The teams that stick to their plan, that remove errors and transgressions, and above all discipline themselves to work as a harmonious unit will always overcome those that do not.


Rugby is all about creating numerical mismatches, whether they be on the scoreboard, in defence or in attack. You could refer to these micro battles as results in the broadest sense and your aim should be to win every one of them on the pitch.

Historically every World Cup has gone down to the wire and we’ve seen at least three tournaments settled by one three point kick, whether a drop goal or off tee.

Micro results and numbers can be creating a mismatch in defence such as two on one in a ruck. It could be getting your loosehead and hooker to pincer a tighthead and create a two on one push, something few props could deal with. It can be about knowing that after five minutes of red zone pressure, a three point droppie can boost a team whereas a more daring play with a risky pass might mean losing 70 metres of territory – a hammer blow to morale as happened to Owen Farrell in the third British & Irish Lions Test in 2017. One is a positive result, the other a negative one, all based upon one micro decision from the fly-half.

Above all, numbers are also about leadership and experiences – how the tactical leadership changes the micro results through the adaptability I mentioned earlier.

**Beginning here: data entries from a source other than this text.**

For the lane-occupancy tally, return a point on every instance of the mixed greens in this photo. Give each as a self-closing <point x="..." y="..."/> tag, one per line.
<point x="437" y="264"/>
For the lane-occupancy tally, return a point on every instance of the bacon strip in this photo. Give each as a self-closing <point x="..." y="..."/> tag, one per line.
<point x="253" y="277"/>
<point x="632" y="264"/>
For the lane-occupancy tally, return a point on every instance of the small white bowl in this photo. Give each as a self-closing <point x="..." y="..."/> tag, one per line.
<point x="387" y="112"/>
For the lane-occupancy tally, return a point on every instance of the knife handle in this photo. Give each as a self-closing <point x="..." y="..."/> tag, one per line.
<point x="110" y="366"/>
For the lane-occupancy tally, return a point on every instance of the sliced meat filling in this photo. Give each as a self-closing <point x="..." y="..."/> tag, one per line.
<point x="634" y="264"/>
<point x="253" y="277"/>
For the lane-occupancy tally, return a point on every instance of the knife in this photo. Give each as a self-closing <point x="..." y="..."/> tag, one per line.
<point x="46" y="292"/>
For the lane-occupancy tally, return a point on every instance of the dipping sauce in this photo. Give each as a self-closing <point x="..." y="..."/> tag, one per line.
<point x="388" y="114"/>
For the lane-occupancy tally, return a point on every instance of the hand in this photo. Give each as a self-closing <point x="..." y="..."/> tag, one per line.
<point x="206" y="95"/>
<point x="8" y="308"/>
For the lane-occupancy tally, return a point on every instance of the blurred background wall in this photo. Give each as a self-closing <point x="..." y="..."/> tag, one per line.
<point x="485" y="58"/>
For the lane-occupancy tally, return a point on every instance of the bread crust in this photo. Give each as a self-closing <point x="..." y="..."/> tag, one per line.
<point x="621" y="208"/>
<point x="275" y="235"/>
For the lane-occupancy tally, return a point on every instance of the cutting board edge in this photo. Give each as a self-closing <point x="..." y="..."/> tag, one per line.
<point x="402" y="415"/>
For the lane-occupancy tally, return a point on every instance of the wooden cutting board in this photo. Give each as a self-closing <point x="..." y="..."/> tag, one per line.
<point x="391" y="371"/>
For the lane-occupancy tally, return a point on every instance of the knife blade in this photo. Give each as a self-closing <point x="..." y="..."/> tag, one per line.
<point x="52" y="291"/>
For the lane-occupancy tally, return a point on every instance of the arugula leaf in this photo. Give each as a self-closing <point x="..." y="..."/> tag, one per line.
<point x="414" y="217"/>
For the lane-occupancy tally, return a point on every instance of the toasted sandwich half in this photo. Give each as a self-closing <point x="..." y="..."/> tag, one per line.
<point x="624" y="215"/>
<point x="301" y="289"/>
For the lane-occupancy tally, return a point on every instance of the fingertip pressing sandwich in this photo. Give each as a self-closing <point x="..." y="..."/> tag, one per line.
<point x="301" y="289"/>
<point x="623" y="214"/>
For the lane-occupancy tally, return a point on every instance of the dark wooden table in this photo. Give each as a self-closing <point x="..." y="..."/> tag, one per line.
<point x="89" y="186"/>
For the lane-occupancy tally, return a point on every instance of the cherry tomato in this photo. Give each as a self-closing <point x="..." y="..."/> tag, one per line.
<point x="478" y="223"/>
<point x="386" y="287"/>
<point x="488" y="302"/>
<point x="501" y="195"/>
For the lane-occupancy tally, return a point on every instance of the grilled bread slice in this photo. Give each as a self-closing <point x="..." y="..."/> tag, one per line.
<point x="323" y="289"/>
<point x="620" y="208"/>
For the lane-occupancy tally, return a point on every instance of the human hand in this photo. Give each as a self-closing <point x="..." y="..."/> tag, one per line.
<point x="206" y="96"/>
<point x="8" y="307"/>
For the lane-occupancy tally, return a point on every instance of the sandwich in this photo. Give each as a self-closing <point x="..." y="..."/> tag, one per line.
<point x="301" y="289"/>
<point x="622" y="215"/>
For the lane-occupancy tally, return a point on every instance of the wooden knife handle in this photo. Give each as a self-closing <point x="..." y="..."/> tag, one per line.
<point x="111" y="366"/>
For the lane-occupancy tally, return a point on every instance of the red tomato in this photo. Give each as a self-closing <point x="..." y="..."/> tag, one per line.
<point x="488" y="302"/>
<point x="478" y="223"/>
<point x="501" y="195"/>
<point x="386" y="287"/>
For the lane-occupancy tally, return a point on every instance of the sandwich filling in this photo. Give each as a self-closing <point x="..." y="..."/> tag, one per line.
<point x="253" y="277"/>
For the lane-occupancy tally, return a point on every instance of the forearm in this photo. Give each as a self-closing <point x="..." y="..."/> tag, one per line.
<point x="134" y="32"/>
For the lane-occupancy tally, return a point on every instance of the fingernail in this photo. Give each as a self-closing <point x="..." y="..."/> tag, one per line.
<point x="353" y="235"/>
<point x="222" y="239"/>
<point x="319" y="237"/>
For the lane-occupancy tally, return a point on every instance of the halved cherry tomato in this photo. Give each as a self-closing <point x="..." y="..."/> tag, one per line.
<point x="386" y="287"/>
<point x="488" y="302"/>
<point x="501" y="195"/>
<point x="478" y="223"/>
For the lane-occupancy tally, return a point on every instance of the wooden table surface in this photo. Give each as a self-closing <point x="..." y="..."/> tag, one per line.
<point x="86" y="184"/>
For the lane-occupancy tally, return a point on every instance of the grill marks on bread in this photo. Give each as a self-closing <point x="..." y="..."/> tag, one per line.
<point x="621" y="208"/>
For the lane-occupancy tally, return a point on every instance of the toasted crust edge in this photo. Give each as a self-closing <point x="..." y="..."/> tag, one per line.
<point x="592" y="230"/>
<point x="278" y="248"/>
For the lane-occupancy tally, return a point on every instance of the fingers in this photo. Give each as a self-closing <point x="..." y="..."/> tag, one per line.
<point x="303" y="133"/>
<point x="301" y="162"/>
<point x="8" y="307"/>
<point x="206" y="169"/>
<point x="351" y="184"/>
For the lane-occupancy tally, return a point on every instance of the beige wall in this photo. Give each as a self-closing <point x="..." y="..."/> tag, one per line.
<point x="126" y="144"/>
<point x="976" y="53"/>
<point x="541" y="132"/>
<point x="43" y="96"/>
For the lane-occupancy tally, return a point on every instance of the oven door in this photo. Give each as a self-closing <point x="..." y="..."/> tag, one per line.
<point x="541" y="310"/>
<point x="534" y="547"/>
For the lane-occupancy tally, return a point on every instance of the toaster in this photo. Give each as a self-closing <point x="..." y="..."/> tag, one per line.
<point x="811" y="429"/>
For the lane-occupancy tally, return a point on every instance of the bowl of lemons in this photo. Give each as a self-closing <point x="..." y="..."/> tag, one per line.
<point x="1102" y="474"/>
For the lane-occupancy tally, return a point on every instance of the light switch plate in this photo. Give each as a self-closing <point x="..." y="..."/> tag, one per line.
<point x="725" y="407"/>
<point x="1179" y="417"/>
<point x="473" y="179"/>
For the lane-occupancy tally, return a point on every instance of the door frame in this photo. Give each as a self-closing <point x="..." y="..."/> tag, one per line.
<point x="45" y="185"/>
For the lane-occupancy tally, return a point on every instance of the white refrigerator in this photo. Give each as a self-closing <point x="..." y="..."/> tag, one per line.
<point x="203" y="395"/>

It’s therefore absolutely key to win every single one of these micro battles and get a result from each one you play.

My last point on results is the wider picture – how you use the pool stages to inform progress. You have two lives in a Rugby World Cup – lose two games and you’re out, simple. Sometimes, playing the lesser sides early and running up cricket scores can be counterproductive if it means as a team, you’ve gotten lazy and gone off plan to get those scores. Keep measuring each result and keep it real if you want to win!


Gary Player once said ‘The weird thing is, the harder I practice the luckier I get’ and this is how you beat Lady Luck. You don’t give her a chance, but you respect her presence. You remove chance through great preparation and having a contingency plan. When Eddie Jones capped Joe Marchant, Charlie Ewels and company at the end of the warm-ups, this was to hedge his contingency; coaches know they’ll have an injury here or there, but mitigation and contingency against that misfortune is crucial to overcome poor luck.

Equally, we know people fluke tries through ball bounces and small pieces of officiating – you cannot control these but you CAN respond to them.

It’s all about how you respond to the whim of fortune that defines the result and without the putting the hard yards into your Environment, Adaptability, Discipline and Results I can guarantee you that you won’t, in Gary Player’s words, get lucky!

Paul Gustard played for Leicester Tigers, London Irish and Saracens as a flanker. Since retiring in 2009, he has coached Saracens and England as a specialist defence coach and now is director of rugby at Harlequins.